Young NCB’s Jack Welch considers how worrying gaps in sex and relationships education – especially for LGBT+ young people – are leaving many in the dark.
In many schools, there is an almost unwritten guarantee that some classes are slotted into timetables as an afterthought and will have no bearing on the life choices made by pupils.
Personal, social, health and economic (PSHE) education is sadly a perfect example. Even since the time I left secondary school in 2009, little has changed, it seems, in the standard of teaching of vital life skills and emotional maturity necessary to make smooth transition to adulthood.

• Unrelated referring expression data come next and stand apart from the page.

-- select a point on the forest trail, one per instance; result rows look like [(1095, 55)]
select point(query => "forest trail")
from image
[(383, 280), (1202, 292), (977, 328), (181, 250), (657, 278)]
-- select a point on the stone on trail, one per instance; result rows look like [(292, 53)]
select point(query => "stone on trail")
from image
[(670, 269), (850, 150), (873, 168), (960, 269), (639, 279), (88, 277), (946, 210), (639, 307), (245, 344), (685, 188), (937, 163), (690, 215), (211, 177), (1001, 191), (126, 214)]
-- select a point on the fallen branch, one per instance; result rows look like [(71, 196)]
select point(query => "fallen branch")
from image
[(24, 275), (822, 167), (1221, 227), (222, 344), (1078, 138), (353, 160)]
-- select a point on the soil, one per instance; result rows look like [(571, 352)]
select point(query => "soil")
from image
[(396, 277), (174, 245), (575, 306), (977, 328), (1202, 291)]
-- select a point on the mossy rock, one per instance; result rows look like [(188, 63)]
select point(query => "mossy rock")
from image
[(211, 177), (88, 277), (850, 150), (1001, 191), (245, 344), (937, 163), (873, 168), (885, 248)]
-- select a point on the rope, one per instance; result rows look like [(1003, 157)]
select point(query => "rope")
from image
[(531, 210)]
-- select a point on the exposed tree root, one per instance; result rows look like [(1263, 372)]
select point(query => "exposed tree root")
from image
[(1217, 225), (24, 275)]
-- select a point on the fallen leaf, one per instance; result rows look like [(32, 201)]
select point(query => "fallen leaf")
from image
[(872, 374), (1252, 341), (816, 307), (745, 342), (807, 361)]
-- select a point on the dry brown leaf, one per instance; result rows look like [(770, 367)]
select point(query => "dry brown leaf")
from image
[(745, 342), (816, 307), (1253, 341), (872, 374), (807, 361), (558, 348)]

January, saw the publication of the Sex Education Forum’s (SEF) new ‘Heads or Tails’ report, where findings from a sample of over 2,000 11-25 year olds, revealed the urgency of improving sex and relationships education (SRE) across England. The Parliamentary launch of the report was chaired by Conservative MP Caroline Nokes, Chair of the All Party Parliamentary Group on Body Image, who agreed with the need to provide statutory SRE and PSHE and for there to be a higher standard of learning within classrooms.

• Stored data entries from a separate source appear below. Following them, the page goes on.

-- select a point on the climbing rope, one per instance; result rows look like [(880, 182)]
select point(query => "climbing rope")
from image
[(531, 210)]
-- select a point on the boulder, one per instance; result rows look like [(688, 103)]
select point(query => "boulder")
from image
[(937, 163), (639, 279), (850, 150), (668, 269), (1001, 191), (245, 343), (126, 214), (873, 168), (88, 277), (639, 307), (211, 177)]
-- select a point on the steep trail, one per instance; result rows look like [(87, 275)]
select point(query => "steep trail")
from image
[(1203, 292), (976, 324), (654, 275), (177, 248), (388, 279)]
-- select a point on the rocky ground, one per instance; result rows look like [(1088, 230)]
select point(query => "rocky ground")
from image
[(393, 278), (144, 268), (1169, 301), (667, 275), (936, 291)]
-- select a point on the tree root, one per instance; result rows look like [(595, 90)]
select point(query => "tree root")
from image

What makes for an interesting comparison is looking at changes over time. The percentage of 16-25 year olds who rated SRE as ‘bad’ or ‘very bad’ has changed very little over the years, with the figure standing at 34% in 2008 and only decreasing to 31% in the 2015 survey.
Only for those under the age of 14 had steps been taken to provide education on relatively new issues facing the UK, like female genital mutilation (FGM), with 40% of younger pupils having learnt about FGM at school, compared to 22% across all age groups. Despite this, failures to educate pupils on subjects around consent and identifying abuse will have a significant social cost if young people are not confident enough to make informed choices about their bodies and not enabled to report dangerous individuals when they feel exploited. With 53% responding that they could not recognise when someone is being groomed for sexual exploitation, it only compounds the findings from the Ofsted report in 2013, which found that PSHE in many secondary schools only serves to emphasise the ‘mechanics of reproduction’, as opposed to areas around healthy sexual relationships and staying safe. Although ‘the mechanics’ may be more likely to be covered at school the Sex Education Forum survey still found that 16% leave primary school without having learnt correct terminology for genitalia.
The launch event in Parliament also gave an opportunity for myself and others invited in the room to find common ground on failures such as inadequate training for teachers and that learning is very much heteronormative - where classes promote heterosexuality alone - and many of those who question their sexuality or identify as Trans are not sufficiently accounted for. In previous recommendations the Sex Education Forum has called for inclusive education and ensuring teachers are more than able to teach the subject with confidence, without feelings of embarrassment or prejudice on certain topics, but in reality this is still not widespread. It is a tragedy to witness the casual use of homo/transphobic slurs without any thought of the consequences or impact it has on those who are lesbian, gay, bisexual or Trans, or confused as to their sexuality. All this because of outdated curriculum standards.
In a country that is still coming to terms with the extent of child sexual exploitation and where technology is enabling new cruelties like revenge porn, not giving pupils the basic knowledge around consent or what constitutes a healthy relationship is making a generation enter adulthood in the dark. With many of these problems occurring well before the age of 18, it is time for the Department for Education to take a decisive stance on this subject and make SRE fit for the modern world.